Des structures en bois astucieuses

Niels et ses collègues se sont également souciés de la population piscicole de l’ancienne Aar. Le long du cours d’eau, ils ont érigé d’innombrables installations en bois mort. Partout sur la rivière, on aperçoit des arbres tombés mais toujours rattachés à la rive, des arbres en épi et des seuils en troncs, soumis aux remous. «Toutes ces mesures ‹au fil de l’eau› dynamisent la rivière et en font un meilleur habitat pour les poissons», explique Niels. Ce n’est qu’ainsi que sont recréées des zones plus plates ou plus profondes permettant à l’eau de s’écouler plus lentement ou plus rapidement et offrant aux poissons autant de possibilités de repos et de chasse. Alors seulement se développe un écosystème d’eau douce diversifié. «A l’heure actuelle, les rivières sont dépourvues d’aménagements internes en bois naturel», indique Niels. «Ici néanmoins, nous avons pu donner un coup de pouce à la nature.» Au total, environ 1’000 mètres cubes de bois mort ont été déposés sur six kilomètres. «Vous ne trouverez aucun autre cours d’eau en Suisse où il y en a autant», commente Niels. Le bois mort utilisé provient exclusivement des travaux d’éclaircissement déjà prévus de la forêt alluviale. «Sur le plan écologique, ces installations jouent un rôle essentiel et ne modifient que légèrement le tracé du cours d’eau», ajoute-t-il. Elles ne nécessitent pas de zones forestières ou de terres cultivées.

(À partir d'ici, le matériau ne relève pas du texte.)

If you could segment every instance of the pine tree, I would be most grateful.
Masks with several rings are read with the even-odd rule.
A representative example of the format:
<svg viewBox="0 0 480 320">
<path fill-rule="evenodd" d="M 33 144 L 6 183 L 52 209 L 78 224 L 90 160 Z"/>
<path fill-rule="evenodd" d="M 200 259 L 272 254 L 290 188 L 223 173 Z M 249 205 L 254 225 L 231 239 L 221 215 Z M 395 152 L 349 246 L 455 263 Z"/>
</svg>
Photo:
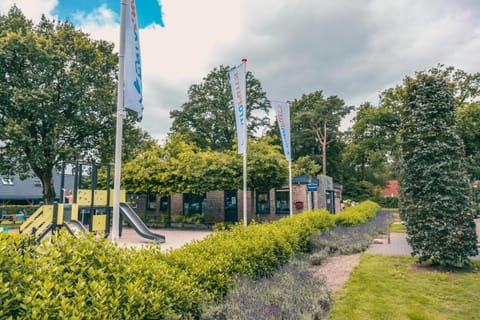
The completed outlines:
<svg viewBox="0 0 480 320">
<path fill-rule="evenodd" d="M 406 81 L 401 114 L 401 214 L 419 262 L 470 265 L 478 254 L 469 208 L 465 152 L 455 133 L 455 106 L 446 82 L 428 73 Z"/>
</svg>

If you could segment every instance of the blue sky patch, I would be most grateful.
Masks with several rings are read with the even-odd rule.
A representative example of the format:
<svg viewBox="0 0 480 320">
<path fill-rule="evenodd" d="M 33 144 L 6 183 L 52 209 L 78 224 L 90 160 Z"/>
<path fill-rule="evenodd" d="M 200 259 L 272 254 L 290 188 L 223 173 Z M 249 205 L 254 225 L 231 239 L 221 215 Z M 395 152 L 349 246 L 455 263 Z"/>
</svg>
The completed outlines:
<svg viewBox="0 0 480 320">
<path fill-rule="evenodd" d="M 157 0 L 137 0 L 135 2 L 138 13 L 138 24 L 144 28 L 152 23 L 164 27 L 162 19 L 162 7 Z M 117 22 L 120 22 L 120 0 L 60 0 L 54 10 L 62 20 L 69 20 L 78 23 L 76 17 L 88 16 L 100 7 L 106 7 L 115 12 Z"/>
</svg>

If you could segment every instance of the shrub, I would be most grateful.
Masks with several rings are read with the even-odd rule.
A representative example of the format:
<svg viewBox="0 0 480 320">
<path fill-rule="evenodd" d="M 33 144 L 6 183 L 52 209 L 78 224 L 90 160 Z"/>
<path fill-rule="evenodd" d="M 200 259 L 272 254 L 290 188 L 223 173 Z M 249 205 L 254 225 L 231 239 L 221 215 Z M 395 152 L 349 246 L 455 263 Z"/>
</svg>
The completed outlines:
<svg viewBox="0 0 480 320">
<path fill-rule="evenodd" d="M 453 95 L 443 78 L 429 73 L 406 82 L 400 196 L 407 240 L 419 262 L 468 266 L 478 254 L 477 235 Z"/>
<path fill-rule="evenodd" d="M 28 236 L 2 233 L 0 318 L 198 318 L 201 305 L 221 301 L 237 277 L 275 277 L 292 255 L 311 251 L 313 234 L 334 224 L 326 210 L 309 211 L 247 228 L 236 225 L 166 254 L 156 246 L 120 248 L 93 235 L 61 232 L 37 244 Z M 300 280 L 282 280 L 299 281 L 295 288 L 302 292 L 281 309 L 286 315 L 312 298 L 303 295 L 309 289 Z M 284 291 L 277 293 L 285 299 Z"/>
<path fill-rule="evenodd" d="M 345 226 L 365 223 L 373 219 L 379 210 L 380 206 L 377 203 L 366 200 L 356 206 L 345 208 L 345 210 L 335 215 L 335 222 Z"/>
<path fill-rule="evenodd" d="M 222 303 L 205 306 L 202 319 L 321 319 L 331 297 L 324 279 L 313 277 L 300 260 L 273 276 L 240 278 Z"/>
</svg>

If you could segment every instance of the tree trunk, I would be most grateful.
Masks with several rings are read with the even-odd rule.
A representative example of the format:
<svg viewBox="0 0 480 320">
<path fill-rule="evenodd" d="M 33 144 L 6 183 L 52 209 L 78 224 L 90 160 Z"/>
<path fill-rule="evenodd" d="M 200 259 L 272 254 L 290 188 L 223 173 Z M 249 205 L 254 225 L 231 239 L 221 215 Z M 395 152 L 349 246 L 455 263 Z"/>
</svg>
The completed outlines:
<svg viewBox="0 0 480 320">
<path fill-rule="evenodd" d="M 35 172 L 37 177 L 42 181 L 42 197 L 44 204 L 52 204 L 55 201 L 55 187 L 53 184 L 52 170 L 39 170 Z"/>
<path fill-rule="evenodd" d="M 165 227 L 171 227 L 172 226 L 172 196 L 167 197 L 167 219 L 165 220 Z"/>
<path fill-rule="evenodd" d="M 322 173 L 327 175 L 327 121 L 323 123 L 323 141 L 322 144 Z"/>
</svg>

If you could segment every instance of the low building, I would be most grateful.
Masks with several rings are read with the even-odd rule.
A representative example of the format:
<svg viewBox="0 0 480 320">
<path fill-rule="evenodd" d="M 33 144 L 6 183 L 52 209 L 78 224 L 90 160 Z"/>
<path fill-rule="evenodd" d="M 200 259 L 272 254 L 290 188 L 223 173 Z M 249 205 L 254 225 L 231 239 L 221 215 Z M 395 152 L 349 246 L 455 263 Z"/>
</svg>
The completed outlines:
<svg viewBox="0 0 480 320">
<path fill-rule="evenodd" d="M 298 176 L 292 179 L 293 214 L 310 209 L 341 211 L 342 186 L 334 184 L 331 177 Z M 253 200 L 252 200 L 253 198 Z M 168 199 L 155 195 L 134 196 L 136 210 L 145 219 L 148 215 L 166 213 Z M 175 194 L 171 197 L 171 214 L 192 216 L 200 214 L 205 221 L 237 222 L 243 220 L 243 191 L 217 190 L 203 195 Z M 288 185 L 267 191 L 248 191 L 248 221 L 276 220 L 290 214 Z"/>
<path fill-rule="evenodd" d="M 387 186 L 382 189 L 382 197 L 398 198 L 398 181 L 389 180 Z"/>
<path fill-rule="evenodd" d="M 65 175 L 64 189 L 73 189 L 72 175 Z M 63 201 L 61 174 L 53 173 L 56 201 Z M 37 177 L 20 179 L 20 176 L 0 176 L 0 205 L 35 205 L 43 201 L 42 182 Z"/>
</svg>

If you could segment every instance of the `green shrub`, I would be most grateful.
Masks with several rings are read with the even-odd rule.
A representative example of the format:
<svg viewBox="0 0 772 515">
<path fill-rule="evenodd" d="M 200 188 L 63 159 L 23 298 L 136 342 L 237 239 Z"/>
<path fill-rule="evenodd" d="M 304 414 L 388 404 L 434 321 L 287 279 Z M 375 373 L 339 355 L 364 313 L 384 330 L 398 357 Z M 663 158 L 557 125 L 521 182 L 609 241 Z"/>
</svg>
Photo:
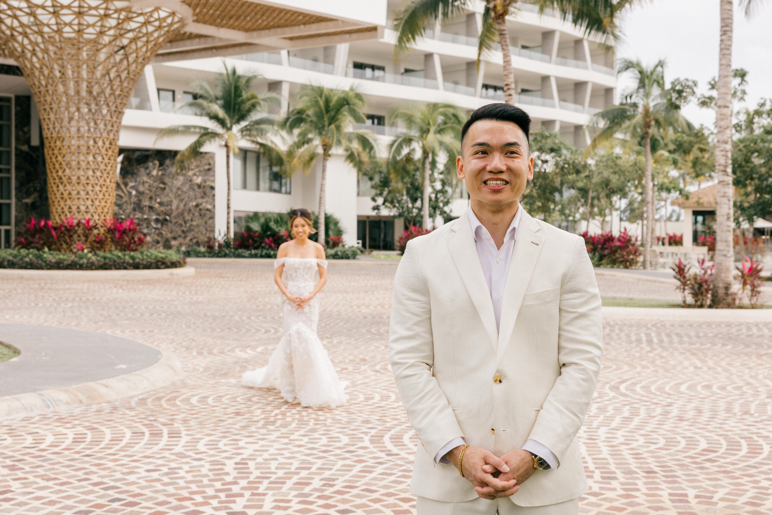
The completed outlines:
<svg viewBox="0 0 772 515">
<path fill-rule="evenodd" d="M 181 250 L 180 253 L 187 257 L 224 257 L 224 258 L 268 258 L 275 259 L 276 251 L 271 249 L 256 249 L 255 250 L 243 250 L 241 249 L 226 249 L 225 247 L 210 250 L 208 249 L 188 249 Z M 356 259 L 362 253 L 360 247 L 335 247 L 327 249 L 325 256 L 328 259 Z"/>
<path fill-rule="evenodd" d="M 35 270 L 143 270 L 181 268 L 185 258 L 174 250 L 134 250 L 66 254 L 50 250 L 0 250 L 0 268 Z"/>
<path fill-rule="evenodd" d="M 324 255 L 328 259 L 356 259 L 361 253 L 361 247 L 335 247 L 327 249 Z"/>
</svg>

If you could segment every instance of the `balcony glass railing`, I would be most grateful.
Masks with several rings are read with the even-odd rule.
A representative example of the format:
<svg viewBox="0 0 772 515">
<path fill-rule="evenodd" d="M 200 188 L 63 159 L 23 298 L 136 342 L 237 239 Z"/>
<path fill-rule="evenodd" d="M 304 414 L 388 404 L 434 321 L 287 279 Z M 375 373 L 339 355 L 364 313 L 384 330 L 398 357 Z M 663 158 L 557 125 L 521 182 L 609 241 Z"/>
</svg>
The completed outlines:
<svg viewBox="0 0 772 515">
<path fill-rule="evenodd" d="M 354 124 L 354 128 L 357 130 L 372 130 L 379 136 L 396 136 L 401 132 L 405 132 L 405 129 L 396 127 L 388 127 L 386 125 L 367 125 L 367 124 Z"/>
<path fill-rule="evenodd" d="M 369 69 L 358 69 L 354 68 L 346 69 L 346 76 L 351 79 L 362 79 L 364 80 L 374 80 L 376 82 L 388 83 L 389 84 L 401 84 L 403 86 L 413 86 L 415 87 L 424 87 L 430 90 L 438 89 L 437 81 L 432 79 L 425 79 L 413 75 L 395 75 L 394 73 L 386 73 L 384 72 L 374 73 Z"/>
<path fill-rule="evenodd" d="M 537 56 L 543 56 L 544 58 L 549 61 L 549 57 L 544 56 L 543 54 L 540 54 L 536 52 L 530 52 L 528 50 L 524 50 L 523 49 L 513 49 L 513 50 L 519 50 L 523 53 L 529 53 L 531 54 L 535 54 Z M 270 64 L 281 64 L 280 56 L 278 54 L 271 53 L 268 52 L 262 52 L 260 53 L 248 54 L 245 56 L 238 56 L 235 57 L 235 59 L 244 59 L 249 61 L 253 61 L 256 63 L 269 63 Z M 279 62 L 276 62 L 278 59 Z M 565 60 L 573 60 L 573 59 L 565 59 Z M 577 61 L 578 63 L 578 61 Z M 585 68 L 587 67 L 587 63 L 584 63 Z M 319 63 L 317 61 L 312 61 L 310 59 L 300 59 L 299 57 L 290 57 L 290 66 L 293 68 L 300 68 L 303 69 L 308 69 L 310 71 L 319 72 L 321 73 L 327 73 L 331 75 L 333 73 L 333 66 L 331 64 L 327 64 L 326 63 Z M 359 69 L 354 68 L 347 68 L 346 69 L 346 76 L 351 79 L 360 79 L 362 80 L 373 80 L 375 82 L 387 83 L 389 84 L 401 84 L 402 86 L 412 86 L 413 87 L 421 87 L 427 88 L 429 90 L 438 90 L 438 84 L 436 80 L 432 79 L 426 79 L 425 77 L 420 76 L 416 73 L 405 73 L 403 75 L 396 75 L 394 73 L 386 73 L 381 70 L 372 70 L 372 69 Z M 475 88 L 470 87 L 469 86 L 463 86 L 461 84 L 454 84 L 452 83 L 442 83 L 443 88 L 445 91 L 451 93 L 455 93 L 461 95 L 466 95 L 468 97 L 475 97 L 476 91 Z M 496 91 L 490 92 L 485 90 L 482 90 L 481 93 L 482 98 L 490 99 L 492 100 L 498 100 L 500 102 L 504 101 L 504 92 L 503 91 Z M 515 97 L 515 102 L 520 103 L 526 103 L 532 106 L 543 106 L 544 107 L 555 107 L 555 102 L 551 99 L 541 98 L 541 97 L 537 94 L 528 94 L 523 93 L 520 95 L 516 95 Z M 575 111 L 577 113 L 583 113 L 584 108 L 582 106 L 577 105 L 575 103 L 571 103 L 570 102 L 560 102 L 560 109 L 564 109 L 567 110 Z M 149 110 L 149 107 L 148 107 Z M 181 108 L 181 105 L 178 103 L 174 103 L 174 105 L 170 105 L 166 107 L 166 109 L 162 109 L 161 110 L 168 110 L 168 112 L 177 112 L 183 113 L 188 114 L 184 108 Z M 597 112 L 597 110 L 594 111 L 591 108 L 590 114 L 594 114 Z M 369 129 L 374 132 L 376 134 L 382 134 L 385 136 L 394 135 L 398 130 L 394 127 L 388 127 L 382 125 L 366 125 L 361 124 L 361 127 L 357 126 L 357 128 L 359 129 Z"/>
</svg>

Il en va autrement pour les autres mesures. Afin de revaloriser le paysage alluvial, les pelleteuses ont en effet déblayé de grandes portions de terrain le long de l’ancienne Aar. La quantité d’eau restante dans le canal s’avérant insuffisante pour inonder régulièrement la plaine alluviale, il a été nécessaire d’abaisser d’un mètre le niveau de la rive à certains endroits. Les travaux ont donc permis de satisfaire à l’exigence de conservation du paysage alluvial, déclaré d’importance nationale. Le terrain ainsi rabaissé est propice au développement de forêts alluviales d’essence à bois tendre, de tourbières et de prés humides: autant d’habitats qu’affectionnent de nombreuses espèces animales et végétales menacées. Par ailleurs, l’équipe du projet a aménagé de nouveaux affluents pour le cours d’eau. L’équipe a ainsi accordé davantage de place au paysage alluvial tout en améliorant la protection contre les crues.

De retour sur le site d’installation, Niels fait le point sur l’avancement des modèles de bacs à sable, qui montrent les mesures mises en œuvre à échelle réduite. La semaine suivante, il s’en servira pour exposer à des groupes d’élèves les tâches que ses collègues et lui-même effectuent sur le site et leurs motivations. Ce projet phare est pourtant loin d’être terminé pour lui qui se réjouit déjà des travaux à venir lors de la prochaine phase de construction entre Busswil et Dotzigen.